Le roi, très pieux et bien éduqué, est paradoxalement le premier à s’exprimer de la sorte à cette époque, sans même user de la forme atténuée, fichre ! Mais ce juron a un bel avenir révolutionnaire. Donc, à suivre.

Il répond ainsi et sans cérémonie à son grand maître des cérémonies, venu lui rendre compte des événements du jour : les députés refusent d’obéir à son ordre d’évacuer la Salle du jeu de paume, suite au Serment du 22 juin de ne pas se séparer avant le vote d’une nouvelle Constitution. Le roi recule à l’idée du « sang versé » – c’est une obsession, chez lui. Par ailleurs, les régiments dont il dispose sur place ne sont pas sûrs ou pas suffisants pour mater une éventuelle révolte.

Plus généralement, par sa faiblesse de caractère, sa naïveté politique, ses scrupules maladifs et ses perpétuels changements d’avis, c’est le roi le moins armé pour affronter les événements.

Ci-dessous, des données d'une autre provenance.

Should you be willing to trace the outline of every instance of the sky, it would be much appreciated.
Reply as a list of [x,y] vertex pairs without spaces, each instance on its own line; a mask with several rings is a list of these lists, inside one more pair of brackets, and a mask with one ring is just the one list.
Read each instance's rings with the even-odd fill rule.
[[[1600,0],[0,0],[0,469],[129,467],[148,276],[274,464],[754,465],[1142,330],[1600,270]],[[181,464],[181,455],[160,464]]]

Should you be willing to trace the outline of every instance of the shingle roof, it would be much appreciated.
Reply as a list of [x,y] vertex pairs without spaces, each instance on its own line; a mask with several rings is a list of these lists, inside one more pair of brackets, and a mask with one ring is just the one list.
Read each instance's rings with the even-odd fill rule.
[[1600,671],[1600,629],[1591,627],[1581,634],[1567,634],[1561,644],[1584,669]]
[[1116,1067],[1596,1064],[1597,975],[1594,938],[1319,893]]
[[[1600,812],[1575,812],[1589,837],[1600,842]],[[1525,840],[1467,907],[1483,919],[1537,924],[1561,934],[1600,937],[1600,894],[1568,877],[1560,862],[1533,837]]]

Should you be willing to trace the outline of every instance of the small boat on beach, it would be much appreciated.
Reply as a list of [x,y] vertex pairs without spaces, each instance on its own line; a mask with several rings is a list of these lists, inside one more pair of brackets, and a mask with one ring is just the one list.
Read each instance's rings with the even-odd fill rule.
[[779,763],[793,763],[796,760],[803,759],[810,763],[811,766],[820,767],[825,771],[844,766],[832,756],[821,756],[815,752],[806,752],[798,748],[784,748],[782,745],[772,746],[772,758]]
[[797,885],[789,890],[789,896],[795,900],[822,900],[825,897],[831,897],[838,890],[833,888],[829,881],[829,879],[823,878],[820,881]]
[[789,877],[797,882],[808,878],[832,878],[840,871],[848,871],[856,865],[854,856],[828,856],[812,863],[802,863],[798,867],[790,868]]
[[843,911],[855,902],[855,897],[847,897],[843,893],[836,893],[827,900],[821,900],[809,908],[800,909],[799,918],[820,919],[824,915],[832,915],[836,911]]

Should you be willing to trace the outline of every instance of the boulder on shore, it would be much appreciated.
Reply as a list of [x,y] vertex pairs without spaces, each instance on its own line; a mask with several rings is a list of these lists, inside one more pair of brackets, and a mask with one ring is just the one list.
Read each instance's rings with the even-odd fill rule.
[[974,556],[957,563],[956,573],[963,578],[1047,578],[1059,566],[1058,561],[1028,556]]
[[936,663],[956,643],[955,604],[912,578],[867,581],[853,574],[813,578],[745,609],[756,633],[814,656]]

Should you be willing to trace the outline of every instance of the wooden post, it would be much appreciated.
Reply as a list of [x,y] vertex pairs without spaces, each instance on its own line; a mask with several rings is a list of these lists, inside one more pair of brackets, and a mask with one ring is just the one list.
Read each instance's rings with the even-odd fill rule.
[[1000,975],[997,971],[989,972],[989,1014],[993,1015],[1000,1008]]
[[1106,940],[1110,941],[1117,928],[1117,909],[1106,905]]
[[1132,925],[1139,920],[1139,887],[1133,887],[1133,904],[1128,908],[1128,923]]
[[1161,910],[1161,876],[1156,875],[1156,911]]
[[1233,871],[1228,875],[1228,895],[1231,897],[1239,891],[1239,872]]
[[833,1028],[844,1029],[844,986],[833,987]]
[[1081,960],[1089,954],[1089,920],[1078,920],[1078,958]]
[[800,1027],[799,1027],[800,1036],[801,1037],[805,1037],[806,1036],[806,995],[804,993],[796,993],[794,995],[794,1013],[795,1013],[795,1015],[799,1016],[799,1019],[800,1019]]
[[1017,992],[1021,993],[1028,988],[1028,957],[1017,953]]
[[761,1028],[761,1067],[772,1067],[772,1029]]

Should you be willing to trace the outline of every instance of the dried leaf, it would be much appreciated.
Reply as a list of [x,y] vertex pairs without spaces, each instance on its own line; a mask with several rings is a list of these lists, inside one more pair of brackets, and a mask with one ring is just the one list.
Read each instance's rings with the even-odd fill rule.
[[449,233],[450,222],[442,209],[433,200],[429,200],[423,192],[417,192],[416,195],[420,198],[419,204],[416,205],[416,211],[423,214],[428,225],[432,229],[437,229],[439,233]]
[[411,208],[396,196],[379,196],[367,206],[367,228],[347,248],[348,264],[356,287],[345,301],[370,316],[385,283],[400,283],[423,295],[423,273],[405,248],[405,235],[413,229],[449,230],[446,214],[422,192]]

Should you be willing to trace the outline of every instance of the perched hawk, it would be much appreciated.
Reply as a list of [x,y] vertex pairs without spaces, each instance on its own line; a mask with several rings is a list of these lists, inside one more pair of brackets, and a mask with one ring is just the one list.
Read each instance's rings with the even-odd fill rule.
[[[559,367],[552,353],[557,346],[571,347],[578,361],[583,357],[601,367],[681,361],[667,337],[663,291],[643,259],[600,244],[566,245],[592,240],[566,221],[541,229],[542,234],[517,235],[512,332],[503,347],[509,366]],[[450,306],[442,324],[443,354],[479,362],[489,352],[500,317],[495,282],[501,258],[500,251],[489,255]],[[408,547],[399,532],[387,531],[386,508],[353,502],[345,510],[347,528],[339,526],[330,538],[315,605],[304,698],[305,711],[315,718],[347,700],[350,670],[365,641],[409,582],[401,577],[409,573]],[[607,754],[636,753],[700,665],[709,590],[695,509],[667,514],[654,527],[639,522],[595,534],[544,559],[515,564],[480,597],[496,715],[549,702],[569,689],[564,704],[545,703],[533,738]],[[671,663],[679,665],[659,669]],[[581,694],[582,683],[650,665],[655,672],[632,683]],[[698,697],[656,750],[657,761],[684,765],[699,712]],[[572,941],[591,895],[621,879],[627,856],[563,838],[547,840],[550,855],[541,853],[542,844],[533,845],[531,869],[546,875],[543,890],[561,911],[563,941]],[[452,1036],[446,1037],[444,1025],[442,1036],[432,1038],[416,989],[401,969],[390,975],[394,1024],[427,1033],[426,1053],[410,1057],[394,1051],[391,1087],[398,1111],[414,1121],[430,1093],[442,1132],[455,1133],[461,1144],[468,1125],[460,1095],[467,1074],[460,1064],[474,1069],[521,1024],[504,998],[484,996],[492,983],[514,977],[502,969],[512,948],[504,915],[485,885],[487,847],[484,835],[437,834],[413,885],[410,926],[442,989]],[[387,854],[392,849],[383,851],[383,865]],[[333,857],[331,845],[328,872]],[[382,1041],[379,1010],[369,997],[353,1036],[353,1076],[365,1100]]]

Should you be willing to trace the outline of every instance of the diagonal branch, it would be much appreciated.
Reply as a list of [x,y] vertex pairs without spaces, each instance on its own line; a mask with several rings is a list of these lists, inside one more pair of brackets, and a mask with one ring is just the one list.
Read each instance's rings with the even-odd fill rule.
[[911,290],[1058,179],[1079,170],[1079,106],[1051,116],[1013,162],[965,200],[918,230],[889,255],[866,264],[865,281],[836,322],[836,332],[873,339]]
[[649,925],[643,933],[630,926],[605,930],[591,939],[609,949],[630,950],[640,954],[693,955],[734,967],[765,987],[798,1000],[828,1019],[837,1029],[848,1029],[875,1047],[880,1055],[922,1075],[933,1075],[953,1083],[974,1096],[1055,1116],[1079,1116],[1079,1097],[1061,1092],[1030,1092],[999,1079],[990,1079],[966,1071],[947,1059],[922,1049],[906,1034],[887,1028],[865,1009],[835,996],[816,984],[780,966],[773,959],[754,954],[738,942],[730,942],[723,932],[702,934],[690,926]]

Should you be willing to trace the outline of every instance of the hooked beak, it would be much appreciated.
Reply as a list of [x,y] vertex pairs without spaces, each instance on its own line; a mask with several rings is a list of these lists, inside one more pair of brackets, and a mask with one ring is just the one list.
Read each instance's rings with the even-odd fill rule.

« Aristocrate, te voilà donc tondu,
Le Champ de Mars te fout la pelle au cul,
Aristocrate, te voilà confondu.
J’bais’rons vos femmes, et vous serez cocus,
Aristocrates, je vous vois tous cornus. »1373

Le Tombeau des aristocrates (anonyme), chanson. Histoire de France par les chansons (1982), France Vernillat, Pierre Barbier

Chanté le 14 juillet 1790 sur le Champ de Mars (avec « La Pelle au cul », version voisine), le jour même de la Fédération, fête de la réconciliation nationale. C’est un tout autre ton que le premier « ça ira », lequel connaîtra nombre de parodies fort dures pour les aristos. Cela montre la complexité de cette Révolution où tous les courants d’opinion se croisent et le parfait reflet de l’opinion publique que sont les chansons.

« Il vaut mieux encore un roi soliveau [sans autorité] qu’une grue [putain] républicaine. »1416

Antoine Joseph GORSAS (1751-1793), Le Courrier de Versailles, fin juin 1792

Auteur de pamphlets qui lui valurent la prison sous l’Ancien Régime, l’auteur fonde un journal en 1789. Il y écrit ces mots au lendemain du 20 juin. Ayant participé à cette journée révolutionnaire, il semble plus que tout redouter la démagogie et la dérive républicaine. Notons que la grue, terme misogyne fréquent, désigne une prostituée qui attend longtemps le client debout sur le trottoir, obligée de « faire le pied de grue ».

« Allons, avec la cocarde, / Aux tyrans, foutre malheur ;
Puis, allons à l’accolade, / Foutons-nous là de bon cœur.
Au diable toutes les frontières / Qui nous tenaient désunis,
Foutre, il n’est point de barrières / Sur la terre des amis. »1454

Jacques HÉBERT (1757-1794), Le Réveil du Père Duchesne, chanson. Histoire de France par les chansons (1982), France Vernillat, Pierre Barbier

Couplet dans le ton du Père Duchesne qui use obsessionnellement du « Foutre ! » C’est l’un des journaux les plus populaires de l’époque, distribué aux armées pour éveiller la conscience politique des soldats. À suivre…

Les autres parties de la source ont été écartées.